Date: Wed, 1 Dec 2021 00:02:56 -0500
The following is in preparation for the SG16 telecon scheduled for tomorrow.
LWG3639 <https://wg21.link/lwg3639> tracks how implementations should
handle fill characters that have an estimated width other than 1 (the
current proposed resolution for LWG3576
<https://cplusplus.github.io/LWG/issue3576> limits fill characters to
those encodeable as a single code point in the ordinary literal
encoding). The issue discussion records three possible ways to resolve
the issue:
1. s == "🤡🤡🤡🤡42": use the estimated display width, correctly
displayed on compatible terminals.
2. s == "🤡🤡🤡🤡🤡🤡🤡🤡42": assume the display width of 1,
incorrectly displayed.
3. Require the fill character to have the estimated width of 1.
Discussion:
Assuming that we elect to allow characters with an estimated width other
than 1 to be used as fill characters (e.g., we reject option 3 above), I
think the normative guidance offered in [format.string.std]p11
<http://eel.is/c++draft/format.string.std#11> suffices to direct
implementations to choose between options 1 and 2; option 1 should be
used for Unicode encodings, and option 2 otherwise. This effectively
limits the options under consideration to just two.

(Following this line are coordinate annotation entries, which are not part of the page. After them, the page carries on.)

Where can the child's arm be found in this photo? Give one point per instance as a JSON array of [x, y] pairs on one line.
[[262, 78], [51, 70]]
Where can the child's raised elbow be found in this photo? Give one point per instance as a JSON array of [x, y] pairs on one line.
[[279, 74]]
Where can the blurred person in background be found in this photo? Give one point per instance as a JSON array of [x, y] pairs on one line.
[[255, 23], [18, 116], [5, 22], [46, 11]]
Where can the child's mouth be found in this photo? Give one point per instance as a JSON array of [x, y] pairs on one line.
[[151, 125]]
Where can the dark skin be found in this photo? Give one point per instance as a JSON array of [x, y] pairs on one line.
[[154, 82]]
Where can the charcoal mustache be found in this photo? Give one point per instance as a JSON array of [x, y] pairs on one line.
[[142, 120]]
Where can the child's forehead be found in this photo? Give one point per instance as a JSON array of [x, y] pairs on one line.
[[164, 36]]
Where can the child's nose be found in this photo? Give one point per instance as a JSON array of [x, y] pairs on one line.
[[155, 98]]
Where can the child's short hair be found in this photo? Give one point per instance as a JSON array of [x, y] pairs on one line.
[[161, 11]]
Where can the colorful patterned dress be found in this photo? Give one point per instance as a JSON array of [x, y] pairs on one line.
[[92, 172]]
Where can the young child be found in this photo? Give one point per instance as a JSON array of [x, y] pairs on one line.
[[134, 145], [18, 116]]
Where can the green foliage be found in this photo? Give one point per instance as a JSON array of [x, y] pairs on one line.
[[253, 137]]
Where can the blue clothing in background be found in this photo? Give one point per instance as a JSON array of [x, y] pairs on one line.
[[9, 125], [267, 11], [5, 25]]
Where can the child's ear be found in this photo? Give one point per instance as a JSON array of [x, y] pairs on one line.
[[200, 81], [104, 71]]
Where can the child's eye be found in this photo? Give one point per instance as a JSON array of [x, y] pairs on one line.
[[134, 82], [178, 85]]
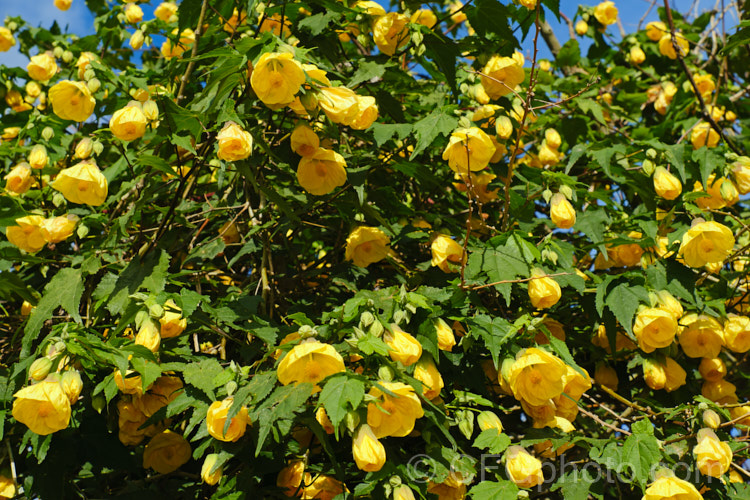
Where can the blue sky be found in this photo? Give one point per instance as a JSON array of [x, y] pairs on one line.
[[78, 19]]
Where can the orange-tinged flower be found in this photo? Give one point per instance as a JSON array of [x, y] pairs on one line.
[[671, 488], [71, 100], [216, 421], [393, 415], [712, 455], [27, 234], [522, 468], [427, 373], [42, 67], [446, 253], [309, 362], [701, 337], [82, 183], [19, 179], [321, 172], [277, 78], [544, 292], [368, 452], [128, 123], [234, 143], [654, 328], [166, 452], [390, 32], [366, 245], [536, 376], [706, 242], [44, 407], [502, 74]]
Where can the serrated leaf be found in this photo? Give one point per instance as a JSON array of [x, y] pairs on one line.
[[63, 290], [340, 395]]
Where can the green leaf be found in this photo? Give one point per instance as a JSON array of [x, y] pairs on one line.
[[439, 122], [492, 440], [63, 290], [340, 395], [495, 490], [641, 451], [366, 72]]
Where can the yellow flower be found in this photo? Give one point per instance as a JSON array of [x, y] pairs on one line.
[[637, 56], [468, 149], [276, 79], [166, 11], [19, 179], [606, 13], [128, 123], [713, 455], [425, 17], [654, 328], [582, 27], [502, 74], [706, 242], [216, 421], [712, 369], [655, 30], [536, 376], [27, 234], [393, 415], [44, 407], [304, 140], [166, 452], [309, 362], [671, 488], [702, 337], [366, 245], [63, 4], [737, 333], [57, 229], [235, 143], [368, 452], [367, 113], [6, 39], [273, 23], [172, 323], [210, 474], [131, 383], [71, 100], [522, 468], [488, 420], [390, 32], [82, 183], [322, 172], [446, 338], [562, 212], [42, 67], [666, 185], [340, 104], [544, 292], [427, 373], [133, 13], [667, 49], [148, 336], [445, 251], [402, 346], [720, 391]]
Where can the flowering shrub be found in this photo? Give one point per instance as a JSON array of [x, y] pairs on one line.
[[333, 250]]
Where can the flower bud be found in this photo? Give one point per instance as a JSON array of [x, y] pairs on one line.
[[40, 368]]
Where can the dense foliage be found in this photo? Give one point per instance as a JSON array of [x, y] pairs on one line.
[[309, 249]]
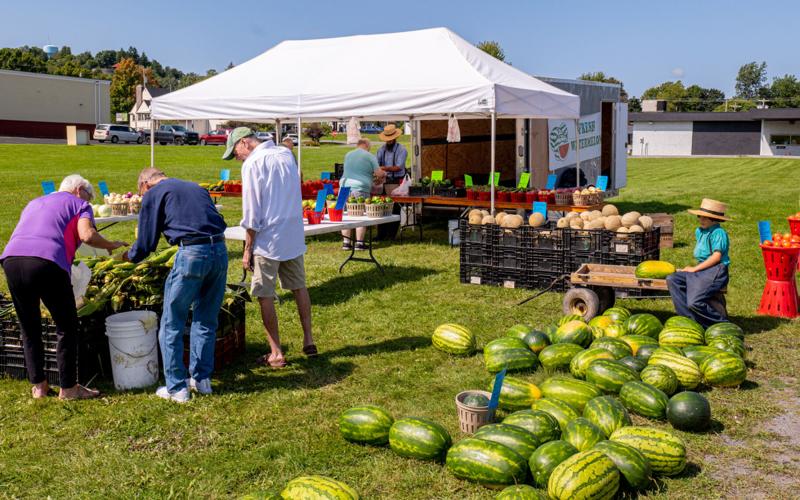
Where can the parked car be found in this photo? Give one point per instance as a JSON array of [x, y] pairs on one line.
[[214, 137], [116, 133]]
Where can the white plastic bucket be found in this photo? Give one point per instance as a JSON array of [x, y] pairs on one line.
[[133, 344]]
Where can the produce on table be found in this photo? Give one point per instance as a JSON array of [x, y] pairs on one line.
[[368, 424]]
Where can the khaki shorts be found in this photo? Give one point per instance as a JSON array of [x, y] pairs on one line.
[[266, 272]]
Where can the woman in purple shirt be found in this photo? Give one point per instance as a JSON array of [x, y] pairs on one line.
[[37, 263]]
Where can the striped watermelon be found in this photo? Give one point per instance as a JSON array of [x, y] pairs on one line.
[[582, 434], [610, 375], [582, 360], [516, 438], [665, 451], [687, 371], [368, 424], [644, 399], [698, 353], [521, 492], [575, 332], [616, 346], [672, 336], [516, 394], [572, 391], [454, 339], [633, 466], [317, 488], [728, 343], [643, 324], [486, 462], [546, 458], [558, 356], [539, 423], [636, 341], [726, 328], [607, 413], [588, 474], [617, 314], [661, 377], [558, 409], [420, 438], [724, 369]]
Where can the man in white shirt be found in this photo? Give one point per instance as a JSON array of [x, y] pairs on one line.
[[274, 242]]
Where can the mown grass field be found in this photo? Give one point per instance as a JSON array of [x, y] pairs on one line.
[[263, 427]]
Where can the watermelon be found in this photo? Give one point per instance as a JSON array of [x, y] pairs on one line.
[[633, 466], [644, 399], [673, 336], [654, 269], [636, 341], [486, 462], [539, 423], [643, 324], [516, 438], [572, 391], [558, 356], [728, 343], [516, 394], [546, 458], [689, 411], [420, 438], [582, 434], [687, 371], [607, 413], [317, 487], [454, 339], [724, 369], [558, 409], [582, 360], [698, 353], [665, 451], [574, 332], [661, 377], [610, 375], [368, 424], [726, 328], [633, 363], [588, 474], [617, 314], [616, 346], [521, 492]]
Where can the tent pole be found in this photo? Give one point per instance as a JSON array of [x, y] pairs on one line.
[[491, 171]]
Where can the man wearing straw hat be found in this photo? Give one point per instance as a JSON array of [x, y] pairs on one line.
[[694, 289]]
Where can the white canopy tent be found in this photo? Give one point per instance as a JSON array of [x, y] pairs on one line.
[[415, 75]]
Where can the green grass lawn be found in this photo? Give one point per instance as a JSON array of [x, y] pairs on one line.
[[263, 427]]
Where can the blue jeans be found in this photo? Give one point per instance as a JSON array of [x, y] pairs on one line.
[[197, 281], [691, 293]]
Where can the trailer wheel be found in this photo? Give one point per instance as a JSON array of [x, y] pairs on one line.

If characters that have estimated widths other than 1 are not permitted
as fill characters, then whether a program is correct or not may depend
on what encoding is used for the ordinary literal encoding. For example,
Shift-JIS supports encoding katakana as either half-width or full-width
(e.g., カ U+FF76 {HALFWIDTH KATAKANA LETTER KA} or カ U+30AB {KATAKANA
LETTER KA}). Since Shift-JIS is not a Unicode encoding, an
implementation may assign all such characters an estimated width of 1,
but the full-width variants would have an estimated width of 2 for a
Unicode encoding. I have no perspective on whether such full-width
characters would ever be desirable as fill characters and thus prefer
not to prohibit them without strong cause.
If the estimated width of the fill character is greater than 1, then
alignment to the end of the field might not be possible. For example:
std::format("{:🤡>4}", 123);
There are a number of options available to handle such cases:
1. Underfill the available space leaving the field misaligned.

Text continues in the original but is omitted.